A US psychiatrist, Doidge reports from one of the most radical cutting edges of neurology, that the brain can physically rearrange itself for optimum performance. It’s called neuroplasticity and even without reading The Brain That Changes Itself it makes perfect sense. Many other physiological processes operate on a ‘use it or lose it’ basis – think of the effect on your muscles of a few months in the gym. To think of the brain as a cookie-cutter drawing of inflexible ghettos of activity seems dreadfully unenlightened.

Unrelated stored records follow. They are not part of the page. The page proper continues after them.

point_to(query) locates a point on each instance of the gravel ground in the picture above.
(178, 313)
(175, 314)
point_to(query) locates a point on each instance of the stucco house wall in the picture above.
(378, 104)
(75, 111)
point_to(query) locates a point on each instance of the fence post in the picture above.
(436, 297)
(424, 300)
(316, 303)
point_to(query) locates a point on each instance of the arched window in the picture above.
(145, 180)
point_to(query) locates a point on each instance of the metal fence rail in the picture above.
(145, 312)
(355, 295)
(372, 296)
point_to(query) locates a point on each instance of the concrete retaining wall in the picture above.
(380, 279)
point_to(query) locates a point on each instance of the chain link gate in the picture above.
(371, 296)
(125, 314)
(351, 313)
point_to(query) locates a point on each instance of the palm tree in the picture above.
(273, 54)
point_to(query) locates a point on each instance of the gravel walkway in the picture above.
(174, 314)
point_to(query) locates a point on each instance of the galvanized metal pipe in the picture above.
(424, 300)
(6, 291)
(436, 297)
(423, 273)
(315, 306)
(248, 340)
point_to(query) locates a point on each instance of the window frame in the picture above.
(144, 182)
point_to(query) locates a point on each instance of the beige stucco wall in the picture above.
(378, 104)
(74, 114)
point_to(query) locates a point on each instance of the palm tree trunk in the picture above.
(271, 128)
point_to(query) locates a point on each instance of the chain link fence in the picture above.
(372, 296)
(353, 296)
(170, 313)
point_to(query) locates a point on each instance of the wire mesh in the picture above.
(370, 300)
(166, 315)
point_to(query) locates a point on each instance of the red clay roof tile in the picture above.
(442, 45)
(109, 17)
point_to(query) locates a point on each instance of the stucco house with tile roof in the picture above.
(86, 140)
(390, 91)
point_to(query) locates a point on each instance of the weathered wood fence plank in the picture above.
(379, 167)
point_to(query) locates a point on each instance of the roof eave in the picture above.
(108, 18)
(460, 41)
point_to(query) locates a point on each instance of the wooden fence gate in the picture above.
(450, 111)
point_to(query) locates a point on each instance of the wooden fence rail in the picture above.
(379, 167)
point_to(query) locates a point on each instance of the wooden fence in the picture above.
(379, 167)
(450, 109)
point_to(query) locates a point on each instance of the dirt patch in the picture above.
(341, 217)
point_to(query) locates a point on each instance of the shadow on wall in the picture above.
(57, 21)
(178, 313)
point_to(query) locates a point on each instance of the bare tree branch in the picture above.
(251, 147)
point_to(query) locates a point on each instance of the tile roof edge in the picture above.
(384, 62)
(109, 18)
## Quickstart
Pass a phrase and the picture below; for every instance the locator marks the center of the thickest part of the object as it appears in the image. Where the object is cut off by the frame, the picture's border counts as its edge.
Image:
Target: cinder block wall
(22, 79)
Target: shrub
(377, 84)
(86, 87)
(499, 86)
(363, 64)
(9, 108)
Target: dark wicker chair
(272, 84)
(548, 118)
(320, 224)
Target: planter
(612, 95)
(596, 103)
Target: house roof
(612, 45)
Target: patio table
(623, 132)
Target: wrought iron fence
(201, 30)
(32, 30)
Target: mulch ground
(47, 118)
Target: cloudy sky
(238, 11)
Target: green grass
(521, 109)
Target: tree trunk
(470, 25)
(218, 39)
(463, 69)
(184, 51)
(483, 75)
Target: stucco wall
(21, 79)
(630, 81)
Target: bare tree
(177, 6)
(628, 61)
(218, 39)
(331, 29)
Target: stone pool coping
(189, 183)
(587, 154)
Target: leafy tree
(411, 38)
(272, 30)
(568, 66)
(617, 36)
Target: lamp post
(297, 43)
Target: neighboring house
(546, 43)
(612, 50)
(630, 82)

With neurons and synapses forging new connections and strengthening or discarding old ones, the brain is like the grand staircase in the Harry Potter films, constantly reshifting structure on a microscopic scale. Is it so hard to imagine those changes affecting the macroscopic scale?
The most extreme manifestations of neuroplasticity Doidge talks about concern neurological damage or defects, where functions normally found in the affected area can be activated in another portion through training, patience or the serendipity of life.
In one instance, a woman with a genetic defect is born with literally half a brain. As our left and right brains control different impulses, actions and facets of our personality, you’d expect the woman to be brilliant with maths and logic and hopeless with subtle cognition (or vice versa). The result of an attentive upbringing is a woman in her thirties with full, albeit slow, mental capacity.
Not all the theories and observations of the book are about accidents or genetic anomalies. Because the electrochemical activity in our brain is the seat of our every behaviour, action and thought, neuroplasticity is being applied to treat everything from autism to pornography addiction.
Psychiatric treatment helps cure a man who is unable to fall in love with women who aren’t mentally unstable and abusive. The treatment, as Doidge claims, has used neuroplasticity to unwire the neuronal responses that fuse feelings of sexual desire with those of fear or mistreatment. In neuroplastic terms, the treatment has separated two brain ‘maps’.
According to The Brain That Changes Itself, neurological activity generates these maps so fewer mental resources are required to sustain specific tasks. As we know from experience, driving to work every day requires far less mental effort than trying to remember a phone number from our childhood.
These maps form every action and idea in our lives, and once conjoined by the chemistry in the brain, they can be difficult to defuse or separate. If you tie two fingers together for a month, experiments have shown that even after freeing them you won’t be able to move them independently without concerted effort and practice.
So, according to many of the claims in The Brain That Changes Itself, some of the old chestnuts of cultural wisdom are indeed true. The media brainwashes kids (through repetition of images or messages), the late night infomercial ‘improve your memory’ products might actually work, and we don’t realise how literal we are in calling a complicated action ‘second nature’. Our brain has literally rebuilt itself to have the components of that action on instant recall.
The book is a fascinating glimpse into a new field and Doidge uses the work of some rebellious individuals and scientists to illustrate it. He delights in the eccentric personalities of his contributors a little too much for a popular science tract, but The Brain that Changes Itself could signal an important medical shift we’re in the midst of right now.